Joe Biden Wants to Make Health Care “Secure for All.” He Should Just Make It Free.

In his inauguration speech Wednesday, Joe Biden promised health care that will be “secure for all.” But no amount of rhetorical triangulation can erase the fact that a single-payer system is the only viable alternative to the status quo.

President Joe Biden speaks as Vice President Kamala Harris looks on during an event at the White House on January 21, 2021 in Washington, DC. (Alex Wong / Getty Images)

In keeping with the established tradition of inaugural addresses, Joe Biden’s speech on Wednesday was heavy on adornment and light on specifics — closer to high mass than a press conference or policy brief. One line, however, provided a somewhat ominous clue as to how the new administration expects to move on a critical policy area, namely health care reform: “We can reward work, rebuild the middle class,” Biden declared from atop the inaugural platform, “and make health care secure for all.”

As anyone who has followed the broader health care debate closely should instantly recognize, words like “secure” often signal distance from any ambitious reform effort. Like “affordability” or “access,” it’s the sort of vague conceit centrist Democrats like to invoke in lieu of embracing transformative or clearly articulated policy ideas. Biden, unlike his vice president, has never even pretended to support a Medicare for All, single-payer system as an alternative to America’s broken status quo — even telling one interviewer last spring that he would veto M4A legislation even if it passed both the House and the Senate.

Nevertheless, Biden’s campaign officially committed him to pursuing a public option (that is, a nonmandatory government-run alternative to privately provided health insurance, for which most people would qualify). If nothing else, such a course would represent a break with the current model and, depending on the details, could result in a more than negligible improvement. Biden’s plan, at least as written on his still-active campaign website, is not without some very obvious problems. For one thing, even if implemented to the tee, it would still leave roughly ten million people uninsured. As Libby Watson explained last October, significant questions also remain unanswered about how the public option would work in practice — its actual mechanics being incredibly vague.

The bigger issue, at least for the moment, is that Biden’s pledge to make health care “secure for all” doesn’t sound much like the kind of rallying cry likely to precede large-scale health care reform.

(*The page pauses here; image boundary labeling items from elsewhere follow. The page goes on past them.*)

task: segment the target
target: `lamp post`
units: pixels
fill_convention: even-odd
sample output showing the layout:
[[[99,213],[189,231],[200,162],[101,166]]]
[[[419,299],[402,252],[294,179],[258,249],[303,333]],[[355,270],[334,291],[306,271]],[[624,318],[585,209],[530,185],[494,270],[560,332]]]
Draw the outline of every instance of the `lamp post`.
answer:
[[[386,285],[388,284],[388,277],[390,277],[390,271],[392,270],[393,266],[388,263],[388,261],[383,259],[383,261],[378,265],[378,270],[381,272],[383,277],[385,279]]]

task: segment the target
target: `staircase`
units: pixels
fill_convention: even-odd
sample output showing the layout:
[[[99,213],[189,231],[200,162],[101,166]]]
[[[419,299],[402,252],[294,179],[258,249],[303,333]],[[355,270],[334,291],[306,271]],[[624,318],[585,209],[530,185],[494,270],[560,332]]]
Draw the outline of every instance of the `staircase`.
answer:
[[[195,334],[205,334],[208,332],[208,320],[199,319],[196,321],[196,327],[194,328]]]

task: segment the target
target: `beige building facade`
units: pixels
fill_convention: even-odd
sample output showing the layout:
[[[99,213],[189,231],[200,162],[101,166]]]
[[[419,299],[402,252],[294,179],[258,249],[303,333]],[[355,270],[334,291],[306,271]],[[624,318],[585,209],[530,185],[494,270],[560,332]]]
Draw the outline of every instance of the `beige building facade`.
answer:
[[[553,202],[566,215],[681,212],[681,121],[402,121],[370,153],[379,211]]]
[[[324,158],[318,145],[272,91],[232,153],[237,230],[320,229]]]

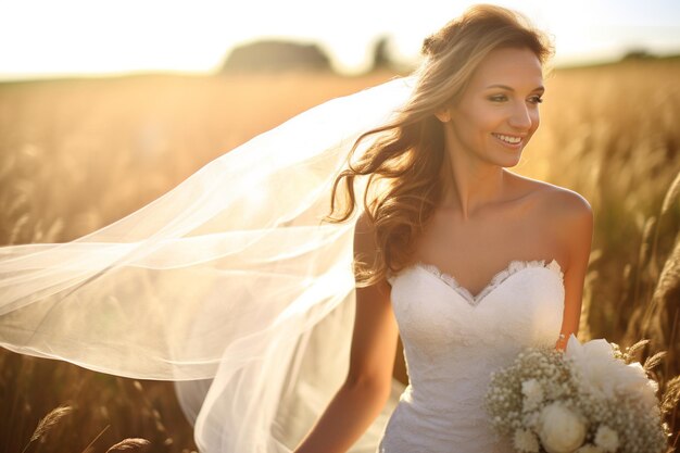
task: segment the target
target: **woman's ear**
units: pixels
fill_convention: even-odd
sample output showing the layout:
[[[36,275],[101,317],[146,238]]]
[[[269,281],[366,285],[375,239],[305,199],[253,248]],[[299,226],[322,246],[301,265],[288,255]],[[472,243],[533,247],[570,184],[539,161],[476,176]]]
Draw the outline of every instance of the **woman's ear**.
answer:
[[[442,123],[449,123],[451,121],[451,110],[449,110],[449,108],[441,108],[435,113],[435,116]]]

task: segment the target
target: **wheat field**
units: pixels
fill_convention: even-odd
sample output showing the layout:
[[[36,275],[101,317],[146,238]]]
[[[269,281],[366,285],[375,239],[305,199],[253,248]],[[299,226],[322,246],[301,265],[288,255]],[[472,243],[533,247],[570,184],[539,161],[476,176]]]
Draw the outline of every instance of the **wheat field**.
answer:
[[[146,75],[0,84],[0,244],[60,242],[92,231],[294,114],[392,76]],[[678,79],[680,61],[672,59],[556,70],[546,79],[541,128],[514,169],[576,190],[593,206],[579,337],[622,348],[648,339],[641,362],[667,352],[652,373],[667,397],[675,443]],[[395,375],[403,378],[403,363]],[[196,450],[172,385],[0,350],[0,453],[105,452],[125,439],[116,450]]]

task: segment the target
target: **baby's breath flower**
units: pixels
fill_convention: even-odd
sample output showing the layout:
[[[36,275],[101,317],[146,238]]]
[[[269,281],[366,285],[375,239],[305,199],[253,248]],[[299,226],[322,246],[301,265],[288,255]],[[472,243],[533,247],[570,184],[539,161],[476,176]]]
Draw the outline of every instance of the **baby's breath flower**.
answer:
[[[527,429],[518,429],[513,437],[513,445],[519,452],[538,453],[539,439],[536,435]]]
[[[601,425],[595,433],[595,445],[605,452],[615,452],[618,449],[618,435],[606,425]]]
[[[595,446],[592,443],[587,443],[574,453],[604,453],[600,446]]]

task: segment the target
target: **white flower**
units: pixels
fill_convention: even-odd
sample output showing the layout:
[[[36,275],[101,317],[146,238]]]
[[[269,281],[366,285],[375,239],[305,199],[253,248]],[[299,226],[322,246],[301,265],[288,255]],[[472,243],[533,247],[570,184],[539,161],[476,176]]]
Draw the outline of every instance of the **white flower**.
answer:
[[[571,453],[583,444],[585,424],[563,404],[551,403],[541,411],[539,437],[547,453]]]
[[[543,402],[543,388],[536,379],[521,382],[521,393],[525,395],[525,411],[534,410]]]
[[[595,444],[605,452],[615,452],[618,449],[618,433],[614,429],[602,425],[595,433]]]
[[[591,340],[581,344],[574,334],[567,342],[565,357],[569,358],[578,372],[579,383],[595,397],[613,399],[619,394],[637,394],[651,403],[653,380],[639,363],[626,365],[614,356],[614,350],[604,339]]]
[[[518,429],[513,437],[515,450],[520,452],[538,453],[539,440],[536,435],[527,429]]]
[[[604,453],[604,452],[600,446],[595,446],[592,443],[587,443],[585,445],[581,446],[574,453]]]

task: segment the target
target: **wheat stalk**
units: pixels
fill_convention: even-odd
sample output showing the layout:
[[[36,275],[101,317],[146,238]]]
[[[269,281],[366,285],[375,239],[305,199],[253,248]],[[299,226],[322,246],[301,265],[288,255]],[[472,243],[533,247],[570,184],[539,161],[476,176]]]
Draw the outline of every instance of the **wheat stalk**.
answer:
[[[121,450],[138,449],[140,446],[144,446],[150,443],[151,442],[149,442],[147,439],[139,439],[139,438],[124,439],[121,442],[116,443],[115,445],[112,445],[109,450],[106,450],[106,453],[113,452],[113,451],[121,451]]]
[[[680,193],[680,172],[676,175],[676,178],[670,184],[670,188],[666,192],[666,197],[664,197],[664,203],[662,204],[662,214],[665,214],[669,209],[670,204],[678,198]]]
[[[662,398],[662,414],[668,415],[680,403],[680,376],[676,376],[666,383],[666,391]]]
[[[22,450],[22,453],[26,451],[28,445],[30,445],[34,441],[40,439],[47,431],[49,431],[56,423],[62,419],[64,416],[68,415],[73,411],[71,406],[59,406],[52,410],[49,414],[47,414],[39,423],[38,427],[35,431],[33,431],[33,436],[30,440]]]
[[[652,369],[654,369],[655,367],[658,366],[658,364],[662,363],[662,360],[667,355],[668,353],[666,351],[660,351],[657,352],[656,354],[652,355],[650,358],[647,358],[644,362],[644,370],[645,372],[651,372]]]

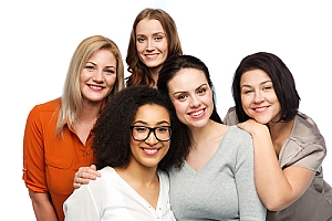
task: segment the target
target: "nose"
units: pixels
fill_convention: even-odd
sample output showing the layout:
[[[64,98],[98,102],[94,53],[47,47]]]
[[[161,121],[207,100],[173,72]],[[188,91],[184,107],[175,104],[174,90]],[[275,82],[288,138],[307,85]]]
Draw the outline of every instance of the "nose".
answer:
[[[199,107],[200,106],[200,99],[194,95],[190,98],[190,107]]]
[[[154,43],[152,40],[146,41],[146,51],[153,51],[154,50]]]
[[[103,82],[103,70],[96,70],[92,80],[96,83],[102,83]]]
[[[145,143],[148,144],[149,146],[154,146],[155,144],[158,143],[158,139],[156,138],[156,135],[153,130],[149,131],[149,135],[145,139]]]
[[[259,104],[262,103],[264,101],[264,96],[261,92],[256,92],[255,93],[255,97],[253,97],[253,102]]]

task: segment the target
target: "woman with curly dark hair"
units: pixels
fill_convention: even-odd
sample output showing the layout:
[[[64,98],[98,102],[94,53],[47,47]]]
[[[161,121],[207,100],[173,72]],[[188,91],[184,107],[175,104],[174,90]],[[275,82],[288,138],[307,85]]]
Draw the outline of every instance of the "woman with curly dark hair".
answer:
[[[190,134],[167,97],[149,86],[127,87],[107,103],[93,133],[102,176],[65,201],[65,220],[175,220],[164,170],[183,166],[190,139],[181,137]]]

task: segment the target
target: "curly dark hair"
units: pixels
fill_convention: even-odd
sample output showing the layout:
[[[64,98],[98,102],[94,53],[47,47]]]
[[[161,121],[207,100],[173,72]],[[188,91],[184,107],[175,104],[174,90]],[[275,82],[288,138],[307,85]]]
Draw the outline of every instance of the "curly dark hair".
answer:
[[[92,149],[97,169],[106,166],[125,168],[131,160],[131,126],[141,106],[156,104],[168,110],[172,126],[169,150],[158,164],[159,169],[181,167],[188,155],[190,136],[188,129],[176,117],[173,104],[157,90],[137,85],[116,93],[103,108],[93,129]]]

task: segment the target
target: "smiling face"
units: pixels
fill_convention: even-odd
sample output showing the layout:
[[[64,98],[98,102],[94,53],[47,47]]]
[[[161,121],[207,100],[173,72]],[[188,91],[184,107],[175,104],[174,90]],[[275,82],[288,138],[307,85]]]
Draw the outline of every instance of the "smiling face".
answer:
[[[181,69],[168,83],[178,119],[190,129],[207,125],[214,110],[212,92],[203,71]]]
[[[245,72],[240,81],[241,102],[245,113],[260,124],[277,122],[281,106],[271,77],[262,70]]]
[[[80,75],[80,90],[85,102],[102,102],[116,81],[116,59],[107,50],[96,51]]]
[[[133,126],[170,126],[170,118],[165,107],[146,104],[137,109]],[[131,138],[132,164],[156,168],[169,149],[170,140],[159,141],[152,131],[147,139],[137,141]]]
[[[165,31],[158,20],[144,19],[136,27],[136,50],[149,69],[160,69],[168,55]]]

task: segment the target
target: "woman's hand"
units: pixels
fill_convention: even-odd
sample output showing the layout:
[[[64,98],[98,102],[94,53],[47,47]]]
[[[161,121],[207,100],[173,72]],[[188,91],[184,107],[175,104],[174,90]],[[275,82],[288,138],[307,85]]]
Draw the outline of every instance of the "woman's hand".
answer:
[[[251,136],[266,135],[270,136],[269,129],[266,125],[262,125],[255,119],[248,119],[247,122],[237,124],[238,128],[243,129],[251,134]]]
[[[81,185],[87,185],[90,180],[95,180],[97,177],[101,177],[101,173],[96,171],[95,165],[80,167],[75,173],[73,187],[77,189]]]

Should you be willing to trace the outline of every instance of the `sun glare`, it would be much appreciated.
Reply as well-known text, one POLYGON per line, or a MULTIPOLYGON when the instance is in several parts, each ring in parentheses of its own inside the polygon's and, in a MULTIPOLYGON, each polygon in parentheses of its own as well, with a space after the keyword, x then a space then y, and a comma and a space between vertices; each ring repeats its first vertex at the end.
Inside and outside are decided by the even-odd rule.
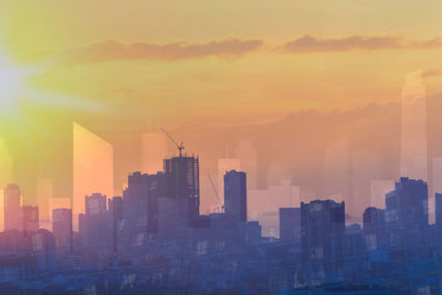
POLYGON ((0 112, 14 105, 28 74, 27 69, 14 66, 0 51, 0 112))

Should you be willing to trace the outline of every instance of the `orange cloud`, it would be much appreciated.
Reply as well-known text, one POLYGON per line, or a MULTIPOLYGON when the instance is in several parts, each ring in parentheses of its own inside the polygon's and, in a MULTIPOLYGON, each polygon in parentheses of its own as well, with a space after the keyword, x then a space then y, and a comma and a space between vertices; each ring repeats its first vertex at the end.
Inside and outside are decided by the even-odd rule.
POLYGON ((442 48, 442 39, 434 38, 424 41, 407 42, 396 35, 351 35, 345 38, 320 39, 305 34, 276 49, 292 53, 341 52, 354 50, 404 50, 404 49, 434 49, 442 48))
POLYGON ((240 56, 257 50, 262 40, 227 39, 204 44, 183 42, 169 44, 134 43, 124 44, 118 41, 94 43, 74 49, 62 54, 62 62, 67 64, 103 63, 118 60, 185 60, 207 56, 240 56))
POLYGON ((341 39, 319 39, 308 34, 280 46, 286 52, 333 52, 350 50, 385 50, 401 48, 400 36, 351 35, 341 39))
POLYGON ((433 76, 440 76, 442 73, 438 70, 428 70, 422 72, 422 77, 433 77, 433 76))

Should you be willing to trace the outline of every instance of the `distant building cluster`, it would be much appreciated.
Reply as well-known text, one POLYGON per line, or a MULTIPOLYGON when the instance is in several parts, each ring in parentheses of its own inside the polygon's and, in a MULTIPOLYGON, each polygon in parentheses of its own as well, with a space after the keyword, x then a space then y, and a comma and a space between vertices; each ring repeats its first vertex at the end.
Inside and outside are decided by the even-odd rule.
POLYGON ((7 186, 0 284, 36 293, 53 284, 61 293, 105 284, 190 293, 441 289, 442 194, 430 225, 423 180, 400 178, 385 209, 365 210, 362 226, 346 223, 344 201, 280 208, 274 239, 248 220, 245 172, 225 171, 223 210, 208 215, 199 210, 199 172, 198 157, 180 155, 157 173, 129 175, 122 197, 85 196, 77 231, 71 208, 53 209, 52 231, 40 229, 39 208, 7 186))

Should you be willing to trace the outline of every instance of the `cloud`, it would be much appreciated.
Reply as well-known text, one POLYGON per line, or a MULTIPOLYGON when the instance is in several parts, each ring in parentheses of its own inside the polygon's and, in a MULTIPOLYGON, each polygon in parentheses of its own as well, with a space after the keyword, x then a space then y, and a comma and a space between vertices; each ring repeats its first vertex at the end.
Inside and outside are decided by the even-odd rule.
POLYGON ((433 76, 440 76, 442 73, 438 70, 427 70, 422 72, 422 77, 433 77, 433 76))
POLYGON ((234 38, 203 44, 176 42, 162 45, 144 42, 124 44, 110 40, 69 50, 60 59, 62 63, 81 64, 122 60, 176 61, 207 56, 235 57, 253 52, 262 44, 262 40, 240 40, 234 38))
POLYGON ((373 51, 373 50, 427 50, 442 48, 442 39, 407 41, 397 35, 350 35, 345 38, 322 39, 305 34, 298 39, 278 45, 276 49, 290 53, 373 51))

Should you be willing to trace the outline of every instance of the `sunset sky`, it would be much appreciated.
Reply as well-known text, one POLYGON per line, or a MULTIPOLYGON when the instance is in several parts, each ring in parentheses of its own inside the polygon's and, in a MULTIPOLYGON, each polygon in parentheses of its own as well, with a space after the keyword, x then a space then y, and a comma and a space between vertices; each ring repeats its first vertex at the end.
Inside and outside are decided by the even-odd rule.
POLYGON ((29 99, 65 95, 65 104, 124 107, 130 118, 157 109, 180 123, 396 102, 404 74, 419 69, 439 91, 436 0, 1 6, 3 55, 38 70, 29 99))
MULTIPOLYGON (((2 0, 0 138, 18 182, 54 177, 77 122, 114 145, 122 186, 138 167, 133 135, 152 126, 209 155, 210 130, 182 130, 399 103, 418 70, 441 92, 441 11, 440 0, 2 0)), ((225 135, 207 169, 235 140, 225 135)))

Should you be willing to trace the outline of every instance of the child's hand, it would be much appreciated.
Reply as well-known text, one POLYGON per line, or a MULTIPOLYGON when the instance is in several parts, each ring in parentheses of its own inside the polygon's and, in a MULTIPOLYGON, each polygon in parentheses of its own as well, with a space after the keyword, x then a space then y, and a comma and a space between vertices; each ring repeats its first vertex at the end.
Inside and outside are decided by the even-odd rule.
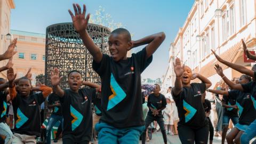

Still more worryingly, his recently announced COVID-19 relief plan adopts language from a letter sent to lawmakers by health insurance lobby groups. As Andrew Perez and Julia Rock explain:

Biden’s plan would shovel billions of dollars to private health insurers by providing [increased] subsidies for Americans to buy coverage through the Affordable Care Act (ACA) marketplaces, which are far more expensive than government healthcare programs and have at times been plagued by high rates of claim denials. The plan would also subsidize COBRA continuation coverage through September, allowing workers to keep their employer health insurance plans when they’re laid off. Those initiatives — which could further boost insurers’ skyrocketing profits — were recently recommended in a letter to lawmakers from America’s Health Insurance Plans (AHIP) and the Blue Cross Blue Shield Association, two insurance lobby groups in Washington that have opposed the expansion of government-sponsored healthcare programs.

It’s possible, of course, that Biden’s team considers this an interim measure and is planning for a more aggressive reform push somewhere down the road, though the preceding isn’t a particularly encouraging sign that one is coming.

Though the likelihood of single-payer legislation even reaching the floor of the House anytime soon admittedly seems very faint, one very basic fact remains inescapable: Medicare for All still represents the simplest, most efficient, and egalitarian option there is — the only one, in fact, to genuinely reflect the principle officially inscribed in the Democratic platform: “As Democrats, we fundamentally believe health care is a right for all, not a privilege for the few.”

Even with a public option, millions would probably remain uninsured, and millions more would almost certainly face bureaucratic headaches and other obstacles to enrollment. There’s also a very real risk it would end up functioning more as a bargain-basement alternative for people unable to buy insurance or get employer-based plans — effectively enshrining one kind of care for those able to afford it and another for everyone else.

Medicare for All, by contrast, entails minimal bureaucratic or financial obstacles for the average person — which is probably one reason Medicare as it currently exists is so consistently popular. A majority of Americans, in fact, already support it, as do big majorities of citizens in countries like Canada and the UK which already have some form of universal public provision.

Forget making health care “affordable,” “accessible,” or “secure.” If Democrats actually believe it constitutes “a right for all, not a privilege for the few,” they should use their newly secured congressional majority to make health insurance national, universal, and free.